October 25, 2014
Hot Topics:
RSS RSS feed Download our iPhone app

Going Parallel with the Task Parallel Library and PLINQ

  • June 30, 2009
  • By Jani Järvinen
  • Send Email »
  • More Articles »

Exploring the Task Parallel Library

For managed code developers, threading is not new. The System.Threading namespace contains Thread and ThreadPool classes: effective options for enabling threading. Even so, many developers are not comfortable handling locks, semaphores, and other synchronization mechanisms, and might thus not be familiar with concepts such as deadlocks or race conditions.

The TPL aims to solve these problems. The main idea of the library is to present developers with the concept of a task. A task can be any piece of code, such as a method call. Developers use these tasks to compose their applications. Behind the scenes, the framework manages a thread pool, selects how many such tasks may run in parallel, and even helps to you synchronize the tasks if needed. Tasks provide developers with a higher level of abstraction than plain threads.

In addition to task-related classes, the TPL contains classes to help parallelize for and foreach loops. Using the Parallel class, it's easy to modify existing loops to run iterations in parallel. Of course, developers can't just blindly replace all existing loops with parallel versions: the TPL can't guarantee that adding multithreading won't alter the meaning of the code. Instead, you should think of the TPL as a tool that's available, and—just like any other tool—you have to take some responsibility for using it appropriately; the TPL just makes some things much easier than they were before.

It's still up to developers to find the best spots to use the TPL. To do that, you need to understand where the TPL classes might be useful. This becomes easier if you master two concepts: task parallelism and data parallelism.

In task parallelism, multiple, (but not necessary similar) tasks run concurrently in the system. Data parallelism is a bit different: multiple similar operations run in parallel, but each unit processes a different set of data. Roughly put, the Task class supports task parallelism, and the Parallel class supports data parallelism. But technically speaking, that's not necessarily true.

Consider an example consisting of tasks A, B, and C. Running these tasks simultaneously would be an example of task parallelism. On the other hand, suppose you had an array of 10 elements, and you execute code that processes the first half (elements 0–4) in one thread, and the second half (elements 5–9) using another thread. That's an example of data parallelism (see Figure 4).

The Task class lives in the new System.Threading.Tasks namespace. To create a new task object, you can either construct an instance of the Task class directly, or use the TaskFactory class (accessible through the Task.Factory property).
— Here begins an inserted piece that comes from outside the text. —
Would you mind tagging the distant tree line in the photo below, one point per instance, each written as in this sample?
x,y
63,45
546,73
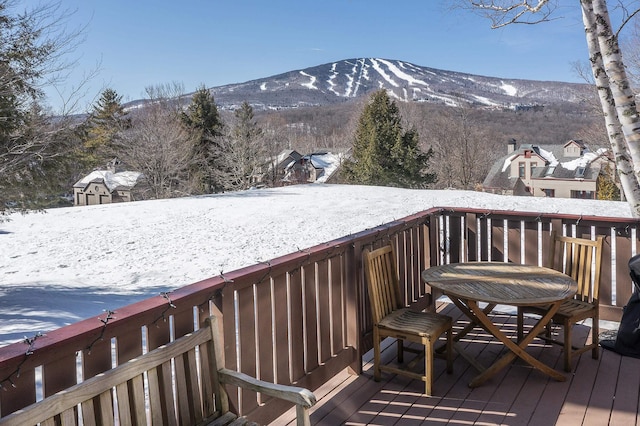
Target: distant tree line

Author's Note: When using tasks, it's assumed that you are familiar with C# 3.0's lambda expressions and the => operator.

You can parallelize loops easily using the Parallel class, also part of the TPL, defined in the System.Threading namespace. The Parallel class exposes static methods such as For and ForEach, as well as a method called Invoke.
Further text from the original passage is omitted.